Analysis of mouse brain peptides using mass spectrometry-based peptidomics: implications for novel functions ranging from non-classical neuropeptides to microproteins

Abstract

Peptides are known to play many important physiological roles in signaling. A large number of peptides have been detected in mouse brain extracts using mass spectrometry-based peptidomics studies, and 850 peptides have been identified.

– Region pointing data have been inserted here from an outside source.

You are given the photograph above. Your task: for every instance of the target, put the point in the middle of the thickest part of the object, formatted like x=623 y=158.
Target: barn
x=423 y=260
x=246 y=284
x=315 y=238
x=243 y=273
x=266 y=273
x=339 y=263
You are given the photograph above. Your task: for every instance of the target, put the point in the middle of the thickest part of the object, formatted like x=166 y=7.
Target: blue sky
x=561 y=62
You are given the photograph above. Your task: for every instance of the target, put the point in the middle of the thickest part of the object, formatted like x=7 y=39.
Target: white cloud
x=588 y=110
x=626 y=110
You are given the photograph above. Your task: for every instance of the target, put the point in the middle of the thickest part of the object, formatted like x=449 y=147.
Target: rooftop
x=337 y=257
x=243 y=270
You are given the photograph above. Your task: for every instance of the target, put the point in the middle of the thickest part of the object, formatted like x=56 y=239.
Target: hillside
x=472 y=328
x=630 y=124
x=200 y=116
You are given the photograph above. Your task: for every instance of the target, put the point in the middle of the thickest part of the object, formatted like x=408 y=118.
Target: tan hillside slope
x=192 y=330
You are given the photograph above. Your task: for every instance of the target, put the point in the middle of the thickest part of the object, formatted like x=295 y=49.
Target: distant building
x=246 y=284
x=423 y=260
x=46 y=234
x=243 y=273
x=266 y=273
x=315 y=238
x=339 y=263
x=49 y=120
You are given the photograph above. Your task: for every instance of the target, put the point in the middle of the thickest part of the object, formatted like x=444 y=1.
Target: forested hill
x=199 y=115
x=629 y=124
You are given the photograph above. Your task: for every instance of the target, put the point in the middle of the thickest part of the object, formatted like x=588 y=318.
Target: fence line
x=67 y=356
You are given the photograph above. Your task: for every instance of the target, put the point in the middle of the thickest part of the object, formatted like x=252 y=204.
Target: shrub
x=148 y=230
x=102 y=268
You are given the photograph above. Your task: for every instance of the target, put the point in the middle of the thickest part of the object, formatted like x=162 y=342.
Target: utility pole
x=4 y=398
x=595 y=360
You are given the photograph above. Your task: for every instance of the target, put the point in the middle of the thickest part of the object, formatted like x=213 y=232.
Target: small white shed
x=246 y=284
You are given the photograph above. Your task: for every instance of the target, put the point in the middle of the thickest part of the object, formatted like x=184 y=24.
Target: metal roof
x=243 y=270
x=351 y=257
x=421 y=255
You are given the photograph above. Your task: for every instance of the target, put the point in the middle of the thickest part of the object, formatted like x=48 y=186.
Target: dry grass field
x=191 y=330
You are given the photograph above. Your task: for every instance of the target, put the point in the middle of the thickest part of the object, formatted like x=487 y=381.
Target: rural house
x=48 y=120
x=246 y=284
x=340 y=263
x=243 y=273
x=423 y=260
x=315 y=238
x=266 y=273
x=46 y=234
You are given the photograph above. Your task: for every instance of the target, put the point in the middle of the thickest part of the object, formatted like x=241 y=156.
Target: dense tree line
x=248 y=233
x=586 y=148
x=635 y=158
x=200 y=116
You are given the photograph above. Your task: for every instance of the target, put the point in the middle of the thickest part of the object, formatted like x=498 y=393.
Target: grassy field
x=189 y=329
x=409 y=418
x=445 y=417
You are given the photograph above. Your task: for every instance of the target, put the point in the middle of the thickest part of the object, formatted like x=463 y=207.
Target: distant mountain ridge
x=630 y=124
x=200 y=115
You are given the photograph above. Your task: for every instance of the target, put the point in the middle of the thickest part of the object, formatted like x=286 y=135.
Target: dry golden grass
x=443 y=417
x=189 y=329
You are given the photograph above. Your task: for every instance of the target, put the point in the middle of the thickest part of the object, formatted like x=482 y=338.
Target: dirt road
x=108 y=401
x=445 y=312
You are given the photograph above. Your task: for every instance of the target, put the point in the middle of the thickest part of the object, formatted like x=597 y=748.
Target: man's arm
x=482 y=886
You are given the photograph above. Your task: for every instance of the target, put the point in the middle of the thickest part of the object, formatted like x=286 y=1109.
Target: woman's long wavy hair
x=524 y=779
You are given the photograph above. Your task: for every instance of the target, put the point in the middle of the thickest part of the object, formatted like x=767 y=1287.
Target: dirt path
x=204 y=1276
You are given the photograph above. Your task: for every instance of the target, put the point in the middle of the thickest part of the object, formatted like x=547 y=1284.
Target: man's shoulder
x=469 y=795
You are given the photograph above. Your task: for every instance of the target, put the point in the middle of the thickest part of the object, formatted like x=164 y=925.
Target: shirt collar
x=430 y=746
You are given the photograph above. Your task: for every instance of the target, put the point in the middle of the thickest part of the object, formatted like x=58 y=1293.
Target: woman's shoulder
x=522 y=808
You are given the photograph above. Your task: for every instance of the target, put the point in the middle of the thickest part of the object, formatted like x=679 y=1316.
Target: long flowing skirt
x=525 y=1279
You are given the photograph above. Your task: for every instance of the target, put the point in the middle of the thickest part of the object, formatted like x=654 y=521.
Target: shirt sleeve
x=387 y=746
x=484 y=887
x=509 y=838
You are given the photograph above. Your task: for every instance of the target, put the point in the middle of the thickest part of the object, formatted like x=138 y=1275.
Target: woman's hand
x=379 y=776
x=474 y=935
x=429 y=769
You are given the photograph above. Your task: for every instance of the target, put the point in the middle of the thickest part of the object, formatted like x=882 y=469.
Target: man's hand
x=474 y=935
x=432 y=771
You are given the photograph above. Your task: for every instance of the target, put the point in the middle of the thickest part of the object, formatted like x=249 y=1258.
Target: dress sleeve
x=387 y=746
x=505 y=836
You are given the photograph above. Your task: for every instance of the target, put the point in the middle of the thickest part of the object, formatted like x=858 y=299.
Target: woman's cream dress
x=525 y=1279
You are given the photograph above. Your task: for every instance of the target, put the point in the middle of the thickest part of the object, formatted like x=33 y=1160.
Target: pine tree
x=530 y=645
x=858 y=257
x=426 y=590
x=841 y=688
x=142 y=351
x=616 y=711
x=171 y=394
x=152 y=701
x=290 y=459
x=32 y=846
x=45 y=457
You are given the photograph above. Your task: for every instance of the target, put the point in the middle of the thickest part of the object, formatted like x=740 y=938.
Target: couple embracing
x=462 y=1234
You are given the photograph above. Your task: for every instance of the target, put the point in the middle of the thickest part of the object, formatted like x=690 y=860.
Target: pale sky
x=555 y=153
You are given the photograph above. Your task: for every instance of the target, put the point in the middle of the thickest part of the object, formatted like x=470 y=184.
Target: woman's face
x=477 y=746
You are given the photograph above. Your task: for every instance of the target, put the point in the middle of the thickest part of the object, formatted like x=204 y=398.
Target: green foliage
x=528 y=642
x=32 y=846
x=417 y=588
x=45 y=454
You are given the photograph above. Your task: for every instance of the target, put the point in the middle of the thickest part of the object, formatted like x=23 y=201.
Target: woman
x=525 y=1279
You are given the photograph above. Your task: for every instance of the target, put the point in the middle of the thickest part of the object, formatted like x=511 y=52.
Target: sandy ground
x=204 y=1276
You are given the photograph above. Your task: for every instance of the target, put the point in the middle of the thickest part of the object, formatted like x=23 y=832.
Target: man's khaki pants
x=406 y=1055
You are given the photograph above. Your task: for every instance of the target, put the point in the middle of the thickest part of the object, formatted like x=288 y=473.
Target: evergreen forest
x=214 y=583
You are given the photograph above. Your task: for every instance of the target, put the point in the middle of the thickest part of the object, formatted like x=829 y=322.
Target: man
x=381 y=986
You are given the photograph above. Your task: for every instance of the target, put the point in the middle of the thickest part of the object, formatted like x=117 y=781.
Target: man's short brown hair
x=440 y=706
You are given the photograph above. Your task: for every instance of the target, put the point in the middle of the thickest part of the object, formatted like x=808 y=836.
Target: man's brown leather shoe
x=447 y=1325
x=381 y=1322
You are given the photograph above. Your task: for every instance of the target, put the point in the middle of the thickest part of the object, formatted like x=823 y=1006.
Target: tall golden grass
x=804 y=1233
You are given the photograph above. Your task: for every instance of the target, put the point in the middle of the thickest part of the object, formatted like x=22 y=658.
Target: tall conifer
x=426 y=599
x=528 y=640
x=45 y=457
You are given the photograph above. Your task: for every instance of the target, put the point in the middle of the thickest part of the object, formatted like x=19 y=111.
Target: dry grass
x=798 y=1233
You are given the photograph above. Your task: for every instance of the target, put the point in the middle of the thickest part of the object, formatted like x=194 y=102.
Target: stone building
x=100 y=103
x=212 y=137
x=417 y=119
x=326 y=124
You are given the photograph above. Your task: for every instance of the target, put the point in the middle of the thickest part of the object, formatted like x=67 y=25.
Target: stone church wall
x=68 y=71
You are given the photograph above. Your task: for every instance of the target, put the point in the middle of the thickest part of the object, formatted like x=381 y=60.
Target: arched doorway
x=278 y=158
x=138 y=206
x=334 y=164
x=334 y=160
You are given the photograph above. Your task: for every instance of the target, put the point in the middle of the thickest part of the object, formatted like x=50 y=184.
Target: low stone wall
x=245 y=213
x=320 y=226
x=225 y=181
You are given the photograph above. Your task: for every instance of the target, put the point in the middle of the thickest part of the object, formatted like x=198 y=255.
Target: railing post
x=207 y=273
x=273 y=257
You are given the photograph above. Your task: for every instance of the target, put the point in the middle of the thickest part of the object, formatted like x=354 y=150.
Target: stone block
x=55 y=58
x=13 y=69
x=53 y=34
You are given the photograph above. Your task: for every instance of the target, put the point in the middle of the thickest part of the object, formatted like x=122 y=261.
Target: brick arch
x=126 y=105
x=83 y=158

Half of these peptides are derived from secretory pathway proteins and many are known bioactive neuropeptides which activate G protein-coupled receptors; these are termed “classical neuropeptides”. In addition, 427 peptides were identified that are derived from non-secretory pathway proteins; the majority are cystosolic, and the remainder are mitochondrial, nuclear, lysosomal, or membrane proteins. Many of these peptides represent the N- or C-terminus of the protein, rather than internal fragments, raising the possibility that they are formed by selective processing rather than protein degradation. In addition to consideration of the cleavage site required to generate the intracellular peptides, their potential functions are discussed. Several of the cytosolic peptides were previously found to interact with receptors and/or otherwise influence cellular activity; examples include hemorphins, hemopressins, diazepam binding inhibitor, and hippocampal cholinergic neurostimulating peptide. The possibility that these peptides are secreted from cells and function in cell–cell signaling is discussed. If these intracellular peptides can be shown to be secreted in levels sufficient to produce a biological effect, they would appropriately be called “non-classical neuropeptides” by analogy with non-classical neurotransmitters such as nitric oxide and anandamide. It is also possible that intracellular peptides function as “microproteins” and modulate protein–protein interactions; evidence for this function is discussed, along with future directions that are needed to establish this and other possible functions for peptides.